Pre(r)amble
This is part of a series of posts documenting some of the process of (building|cat herding an AI agent to build) Clipy, an easily hosted Python teaching tool built with just front-end JS and a WASM port of MicroPython.
You can find the GitHub repo for the project here
I keep a relatively up to date version here if you want to try it
What we had before
Last week was adding the record-replay feature (lots more about that this week, what a rabbit hole) and putting in nicer file management (which still needs some tweaks, but I’m pretty happy with it).
Read about it in the post from last time
What’s happened since
This week is mostly about the record-replay feature. There’s some info about the change in implementation, but here’s a similar demo to the one from last week using multiple files.
You can try this demo out for yourself here or just write your own code and try stuff out. If you find any interesting edge cases, let me know in an issue on GitHub
Record-Replay
Basically this whole week has been discovering hairy edge cases with the mongrel way that the record-replay feature was implemented (through a bunch of Python instrumentation and code transforms). From the get-go it was difficult to do things that way because any time the code was transformed it needed to play nicely with things like tracebacks so the user got information about their code and not the wrapped version.

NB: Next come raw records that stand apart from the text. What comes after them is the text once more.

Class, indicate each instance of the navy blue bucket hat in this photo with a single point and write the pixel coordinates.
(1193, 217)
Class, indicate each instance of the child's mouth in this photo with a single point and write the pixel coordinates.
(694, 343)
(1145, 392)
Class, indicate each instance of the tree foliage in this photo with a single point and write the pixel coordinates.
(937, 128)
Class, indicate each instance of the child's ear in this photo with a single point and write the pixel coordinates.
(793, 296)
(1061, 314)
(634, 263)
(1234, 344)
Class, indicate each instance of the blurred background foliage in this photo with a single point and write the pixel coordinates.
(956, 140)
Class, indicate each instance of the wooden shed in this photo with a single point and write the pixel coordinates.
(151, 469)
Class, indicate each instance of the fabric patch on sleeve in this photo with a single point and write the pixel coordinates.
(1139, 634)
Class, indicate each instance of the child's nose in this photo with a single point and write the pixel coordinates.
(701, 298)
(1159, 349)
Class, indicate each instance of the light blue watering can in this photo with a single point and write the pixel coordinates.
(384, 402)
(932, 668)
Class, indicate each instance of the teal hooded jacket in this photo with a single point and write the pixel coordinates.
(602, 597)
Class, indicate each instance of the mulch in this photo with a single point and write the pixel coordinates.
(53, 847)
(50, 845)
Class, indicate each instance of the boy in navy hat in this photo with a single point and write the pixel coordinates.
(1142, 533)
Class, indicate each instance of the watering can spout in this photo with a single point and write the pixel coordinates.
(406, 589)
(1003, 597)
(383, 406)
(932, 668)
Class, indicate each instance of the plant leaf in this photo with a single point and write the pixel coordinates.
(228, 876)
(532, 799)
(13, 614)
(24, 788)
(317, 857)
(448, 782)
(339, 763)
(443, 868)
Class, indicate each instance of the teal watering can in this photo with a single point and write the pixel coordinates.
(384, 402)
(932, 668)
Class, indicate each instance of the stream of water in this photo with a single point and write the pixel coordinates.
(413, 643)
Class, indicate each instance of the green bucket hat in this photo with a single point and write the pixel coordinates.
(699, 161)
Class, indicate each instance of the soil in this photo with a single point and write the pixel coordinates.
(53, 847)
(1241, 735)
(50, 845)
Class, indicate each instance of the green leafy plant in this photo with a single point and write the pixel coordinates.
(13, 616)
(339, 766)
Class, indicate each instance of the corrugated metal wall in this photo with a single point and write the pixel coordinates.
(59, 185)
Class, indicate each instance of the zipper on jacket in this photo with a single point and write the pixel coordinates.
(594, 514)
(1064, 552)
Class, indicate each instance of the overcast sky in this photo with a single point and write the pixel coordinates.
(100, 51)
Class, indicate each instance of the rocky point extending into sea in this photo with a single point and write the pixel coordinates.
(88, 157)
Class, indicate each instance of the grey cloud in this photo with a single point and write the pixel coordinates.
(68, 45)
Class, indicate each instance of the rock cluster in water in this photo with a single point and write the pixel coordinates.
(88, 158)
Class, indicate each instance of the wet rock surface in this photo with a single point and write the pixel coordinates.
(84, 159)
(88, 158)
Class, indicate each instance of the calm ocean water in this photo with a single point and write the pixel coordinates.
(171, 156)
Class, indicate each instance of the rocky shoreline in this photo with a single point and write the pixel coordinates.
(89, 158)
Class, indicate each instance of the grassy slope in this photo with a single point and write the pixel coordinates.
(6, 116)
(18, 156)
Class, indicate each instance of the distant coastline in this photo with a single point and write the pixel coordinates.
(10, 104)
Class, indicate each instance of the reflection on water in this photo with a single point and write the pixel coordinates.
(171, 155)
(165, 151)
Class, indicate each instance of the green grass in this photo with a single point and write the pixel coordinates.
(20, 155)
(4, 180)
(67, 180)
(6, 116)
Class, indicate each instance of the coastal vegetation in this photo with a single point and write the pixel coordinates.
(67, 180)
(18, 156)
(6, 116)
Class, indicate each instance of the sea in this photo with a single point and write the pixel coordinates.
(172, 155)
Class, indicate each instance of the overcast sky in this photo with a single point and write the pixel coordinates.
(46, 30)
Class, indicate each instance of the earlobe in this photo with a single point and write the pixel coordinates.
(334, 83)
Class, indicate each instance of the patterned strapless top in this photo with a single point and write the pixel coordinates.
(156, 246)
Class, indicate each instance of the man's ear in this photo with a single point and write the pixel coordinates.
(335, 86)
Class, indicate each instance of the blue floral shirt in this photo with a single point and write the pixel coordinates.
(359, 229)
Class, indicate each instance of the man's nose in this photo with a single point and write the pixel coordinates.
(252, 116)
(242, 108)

The more sensible method of course would just to be use something like Python’s
sys.settrace
but the MicroPython WASM
port didn’t have that available, and apparently I didn’t learn my lesson from the very start of this
project when I just routed around the blocking code issue by putting in hacks in the runtime. It
took a few days of bashing my head against successive edge cases where the instrumentation approach
broke to come around to “let’s just go modify the runtime source again”.
I’m not going to lie, I honestly have no idea what the agent did with most of the underlying C in MicroPython. The moment you start really talking about how the bytecode works and the optmisations for how locals work I very much glaze over. In the end, I think what we’ve got works, and although it occasionally looks like it breaks, it’s almost always the front-end code doing the breaking.
The trouble is, debuggers like to tell you what the state is before something happens, and the replay is intended to show what what did happen. This led to some, uh, interesting situations when we had a value being assigned from an expression of a function call, since the trace doesn’t know what it is yet, and the AST can’t evaluate the expression.
Traditional debugger:
msg = "hi" # nothing to see on this line
print(msg) # now msg has a value
Record-Replay:
msg = "hi" # show that on this line we gave `msg` the value "hi"
print(msg) # show on this line the value of `msg` that we used was "hi"
This led to some creative problem solving using lookaheads (which of course broke loads of times, and no doubt will again in the future). Loops also have some… interesting issues, like the trace not seeing some of the conditions as they seem to be optimised away somewhere, the final iteration of a loop with no code after it not having anything to look ahead to, and so on. Fun times.
Lastly, my choice of MicroPython made some things pretty difficult as locals get captured as anonymous slots, which then require a combination of extracting the slot values and re-associating them with their names using the AST in order to show the user what’s going on in a function, look at function parameters, and so on.
This one is still a work in progress as I keep finding little edge cases that behave strangely with my intended replay model like phantom lines of execution in loops. In recording a demo video for this post I ended up falling down a rabbit hole that ended up back in the MicroPython source again that isn’t resolved yet.
(A)Introspection
I’ve been reading a bit about MCP over the last couple of months, and I was coincidentally teaching some of my students about project tracking tools and signed up for a free Jira account. I noticed that Atlassian have an MCP server and thought “Why not?”. So I spent a bit of time writing up issues for my agents to follow instead of using the chat interface as much, which, whilst being kinda weird, actually worked pretty well. Feels super weird having two agents who both use my creds have a conversation as the “MicroPython dev” talks to the “Front-end dev”.
I’ve also been playing around with a couple of the chat modes from AwesomeCopilot like the Implementation Plan mode, which has been interesting. Feels a bit strange switching between different chat modes, and I’m still not super convinced of the effectiveness, but I’ll keep at it.